Que les bourgeois ne se consolent pas en pensant: ce sont des épisodes lointains qui ne nous concernent pas, chez nous il n’y a pas de question raciale. La question raciale est aujourd’hui d’une façon toujours plus manifeste, une question sociale.

Faites que les chômeurs et les demi-chômeurs en haillons de notre midi ne trouvent plus la soupape de sécurité de l’émigration; faites qu’ils ne puissent courir se faire exploiter au delà des frontières sacrées de la patrie (et se faire massacrer dans des désastres dûs non à la fatalité, à des caprices inattendus de l’atmosphère ou, sait-on jamais, au mauvais oeil, mais à la soif de profit du Capital, à sa recherche frénétique d’économies sur les coûts du matériel, des moyens de transport, des dispositifs de sécurité, et peut-être de futurs gains dans la reconstruction qui suit les catastrophes inévitables et tout sauf imprévisibles même quand elles sont hypocritement déplorées); faites que les bidonvilles de nos villes industrielles et de nos capitales morales (!!) grouillent, davantage que ce n’est le cas qu’aujourd’hui, de parias sans travail, sans pain, sans-réserves, et vous aurez un «racisme» italien, visible du reste dès aujourd’hui dans les récriminations des habitants du Nord contre les cul-terreux «sauvages» et «incultes» du Sud.

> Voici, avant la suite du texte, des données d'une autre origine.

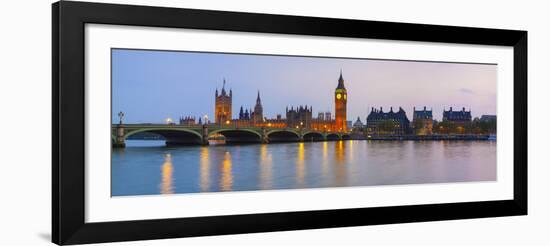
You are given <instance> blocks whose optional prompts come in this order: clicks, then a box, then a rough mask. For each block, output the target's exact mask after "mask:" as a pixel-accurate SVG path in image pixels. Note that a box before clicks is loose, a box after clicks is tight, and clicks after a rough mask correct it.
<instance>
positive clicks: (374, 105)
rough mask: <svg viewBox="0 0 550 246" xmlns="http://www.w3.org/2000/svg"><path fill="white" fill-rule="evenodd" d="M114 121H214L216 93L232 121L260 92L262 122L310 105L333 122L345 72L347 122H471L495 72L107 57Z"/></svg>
mask: <svg viewBox="0 0 550 246" xmlns="http://www.w3.org/2000/svg"><path fill="white" fill-rule="evenodd" d="M112 52H113V53H112V119H113V123H114V122H118V116H117V114H118V112H119V111H123V112H124V114H125V116H124V122H125V123H161V122H163V121H164V119H166V118H167V117H171V118H173V119H174V120H177V119H178V118H179V117H180V116H195V117H197V119H198V117H199V116H203V115H205V114H206V115H208V116H209V118H210V119H213V118H214V93H215V90H216V88H218V89H219V90H221V87H222V83H223V79H224V78H225V80H226V90H227V91H228V92H229V89H232V90H233V117H234V118H235V117H238V113H239V108H240V106H241V105H242V106H244V107H245V108H253V107H254V104H255V101H256V95H257V92H258V90H260V94H261V98H262V105H263V108H264V116H266V117H268V118H274V117H275V116H276V114H282V115H283V117H284V112H285V107H286V106H288V107H289V108H290V107H291V106H294V107H296V106H299V105H308V107H309V106H310V105H311V106H313V116H314V117H316V116H317V112H320V111H322V112H325V111H330V112H332V114H333V115H334V89H335V88H336V86H337V84H338V77H339V75H340V70H342V71H343V77H344V80H345V86H346V89H347V91H348V105H347V108H348V110H347V112H348V120H353V121H355V120H356V119H357V117H358V116H359V117H361V121H362V122H363V123H364V122H365V118H366V116H367V114H368V113H369V112H370V110H371V107H375V108H380V107H383V110H384V112H386V111H389V109H390V107H391V106H393V109H394V111H397V110H398V108H399V107H403V109H404V110H405V111H406V112H407V116H408V117H409V119H410V120H412V111H413V107H414V106H416V108H417V109H418V108H423V107H424V106H426V107H427V108H428V109H430V108H431V109H433V111H434V112H433V115H434V119H437V120H440V119H441V117H442V112H443V108H444V107H445V108H446V109H449V107H453V110H458V109H462V107H465V108H466V110H468V109H470V108H471V110H472V116H473V117H479V116H481V115H483V114H496V83H497V66H496V65H484V64H458V63H438V62H410V61H389V60H368V59H345V58H315V57H290V56H268V55H239V54H221V53H196V52H172V51H145V50H122V49H114V50H113V51H112Z"/></svg>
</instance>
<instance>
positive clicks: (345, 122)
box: [334, 70, 348, 132]
mask: <svg viewBox="0 0 550 246" xmlns="http://www.w3.org/2000/svg"><path fill="white" fill-rule="evenodd" d="M347 102H348V92H347V91H346V87H345V86H344V78H342V71H341V70H340V78H339V79H338V86H337V87H336V90H335V91H334V106H335V110H334V111H335V112H334V113H335V117H336V129H335V130H336V131H339V132H345V131H347V125H346V119H347V118H346V109H347V106H346V105H347Z"/></svg>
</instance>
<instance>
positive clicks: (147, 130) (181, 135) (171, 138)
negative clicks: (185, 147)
mask: <svg viewBox="0 0 550 246" xmlns="http://www.w3.org/2000/svg"><path fill="white" fill-rule="evenodd" d="M140 132H151V133H155V134H158V135H161V136H163V137H164V138H165V139H166V144H167V145H193V144H201V143H202V135H201V134H200V133H199V132H197V131H193V130H190V129H185V128H144V129H137V130H132V131H129V132H128V133H126V134H125V135H124V139H127V138H128V137H129V136H132V135H134V134H136V133H140Z"/></svg>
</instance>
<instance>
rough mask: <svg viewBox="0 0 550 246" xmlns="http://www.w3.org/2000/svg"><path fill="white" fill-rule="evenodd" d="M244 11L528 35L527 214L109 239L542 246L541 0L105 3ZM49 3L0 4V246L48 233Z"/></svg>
mask: <svg viewBox="0 0 550 246" xmlns="http://www.w3.org/2000/svg"><path fill="white" fill-rule="evenodd" d="M102 2H117V3H134V4H143V5H148V4H151V5H162V6H176V7H186V8H197V9H217V10H229V11H242V12H261V13H274V14H291V15H308V16H323V17H335V18H352V19H370V20H384V21H398V22H414V23H429V24H444V25H460V26H474V27H490V28H504V29H522V30H528V31H529V180H530V181H529V215H528V216H522V217H507V218H490V219H473V220H458V221H443V222H425V223H412V224H398V225H381V226H368V227H350V228H337V229H322V230H308V231H293V232H276V233H259V234H243V235H230V236H215V237H201V238H188V239H169V240H156V241H141V242H126V243H116V244H112V245H259V244H261V245H278V246H279V245H300V244H303V245H335V244H346V245H365V244H371V245H401V244H407V245H518V244H525V245H549V243H550V239H549V238H548V236H547V233H548V224H549V223H550V222H548V219H550V192H549V190H550V178H549V176H550V164H549V163H550V161H549V160H548V159H549V158H548V157H547V156H546V155H545V152H547V151H546V148H547V144H545V140H546V139H548V137H549V136H548V135H549V134H548V130H547V129H548V127H547V126H546V122H550V114H548V113H546V106H547V105H549V100H548V96H546V94H547V93H549V91H550V86H549V85H548V84H549V82H550V75H549V74H548V72H547V71H548V68H547V67H548V62H547V59H546V58H547V57H548V56H549V55H550V48H549V44H550V29H549V28H548V27H547V26H546V25H545V24H544V23H545V22H548V21H550V18H548V7H547V6H545V2H544V1H532V2H527V1H493V0H491V1H475V0H474V1H471V0H461V1H437V0H416V1H406V0H404V1H396V0H386V1H372V2H368V1H349V0H339V1H324V2H322V1H319V0H317V1H315V0H301V1H292V0H277V1H254V0H233V1H224V0H218V1H204V0H202V1H201V0H192V1H181V0H165V1H144V0H126V1H123V0H120V1H114V0H111V1H109V0H107V1H102ZM51 3H52V1H44V0H27V1H6V2H3V4H2V7H1V8H0V31H1V34H2V35H1V38H0V44H1V45H0V50H1V52H0V62H1V63H0V64H1V65H2V69H0V86H1V89H0V105H1V107H0V109H1V115H2V117H1V120H0V129H2V130H3V131H2V133H1V134H0V136H1V137H2V141H0V145H1V146H0V153H1V155H0V192H1V193H0V194H1V195H2V199H1V200H2V202H1V203H0V204H1V206H0V208H1V209H0V229H1V232H2V233H1V236H0V245H48V244H49V240H50V236H51V230H50V217H51V213H50V208H51V206H50V195H51V191H50V182H51V178H50V175H51V171H50V169H51V168H50V159H51V154H50V149H51V140H50V139H51V130H50V129H51V123H50V122H51V116H50V115H51V107H50V104H51V95H50V93H51V82H50V81H51V79H50V78H51V72H50V68H51V7H50V4H51Z"/></svg>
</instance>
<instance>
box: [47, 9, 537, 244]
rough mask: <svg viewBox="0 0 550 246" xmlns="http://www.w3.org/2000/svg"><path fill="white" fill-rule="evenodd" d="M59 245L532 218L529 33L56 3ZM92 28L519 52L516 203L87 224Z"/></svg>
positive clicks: (515, 109)
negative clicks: (248, 36) (528, 217)
mask: <svg viewBox="0 0 550 246" xmlns="http://www.w3.org/2000/svg"><path fill="white" fill-rule="evenodd" d="M52 16H53V19H52V27H53V28H52V29H53V31H52V32H53V33H52V93H53V94H52V100H53V101H52V111H53V115H52V136H53V137H52V146H53V148H52V241H53V242H54V243H57V244H83V243H99V242H113V241H128V240H145V239H161V238H176V237H191V236H206V235H223V234H236V233H254V232H269V231H283V230H301V229H315V228H331V227H345V226H360V225H377V224H392V223H407V222H419V221H439V220H453V219H468V218H485V217H497V216H514V215H526V214H527V31H516V30H497V29H485V28H470V27H455V26H440V25H424V24H409V23H393V22H378V21H364V20H348V19H331V18H318V17H301V16H285V15H269V14H254V13H237V12H224V11H210V10H192V9H178V8H166V7H147V6H131V5H117V4H100V3H89V2H70V1H69V2H67V1H62V2H57V3H54V4H53V6H52ZM86 23H100V24H116V25H130V26H147V27H171V28H191V29H207V30H226V31H241V32H260V33H277V34H299V35H313V36H330V37H353V38H369V39H384V40H404V41H428V42H441V43H460V44H482V45H498V46H508V47H513V56H514V58H513V59H514V68H513V69H514V78H513V80H514V109H513V110H514V168H513V170H514V198H513V199H512V200H495V201H480V202H461V203H446V204H426V205H407V206H392V207H373V208H353V209H336V210H323V211H300V212H283V213H264V214H243V215H228V216H209V217H193V218H175V219H153V220H137V221H119V222H102V223H86V222H85V219H84V218H85V210H84V209H85V204H84V203H85V199H84V197H85V183H84V182H85V180H84V177H85V168H84V159H85V151H84V147H85V146H84V145H85V141H84V130H85V129H84V127H85V124H84V121H85V117H84V115H85V113H84V112H85V102H84V90H85V86H84V58H85V57H84V56H85V52H84V40H85V35H84V29H85V24H86Z"/></svg>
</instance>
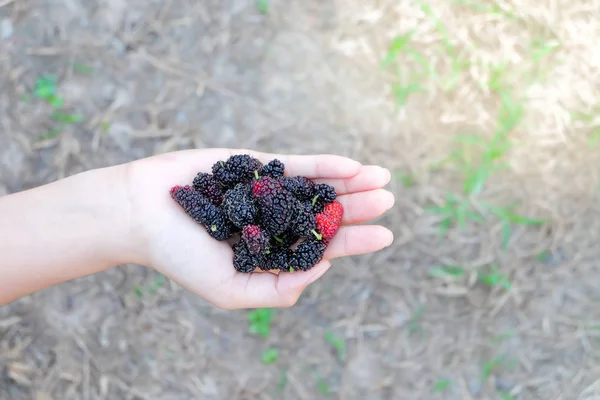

C’est la structure sociale dans laquelle nous sommes appelés à vivre aujourd’hui qui suscite de telles infamies; c’est sous ses décombres qu’elles disparaîtront.

Voilà ce que rappelle à ceux qui, drogués par l’opium démocratique et réformiste, et sans mémoire, se sont assoupis dans le rêve illusoire du bien-être, la «révolte noire» de Californie – ni lointaine, ni exotique, mais présente parmi nous; immature et vaincue, mais annonciatrice de victoire!


Notes de la rédaction du Prolétaire

[1] L’Unità était le quotidien du Parti Communiste Italien.

[2] Lyndon Johnson était le président Démocrate des Etat-Unis (il avait accédé à ce poste après l’assassinat de Kennedy, dont il était le vice-président). Son programme de «Great Society» comportait la reconnaissance des «droits civiques» pour les Noirs, la «guerre contre la pauvreté», l’institution de mesures sociales dans le secteur de la santé comme le Medicare et le Medicaid pour les plus défavorisés, etc. C’est sous ses mandats que l’engagement américain dans la guerre du Vietnam, commencé sous Kennedy, s’intensifie vraiment.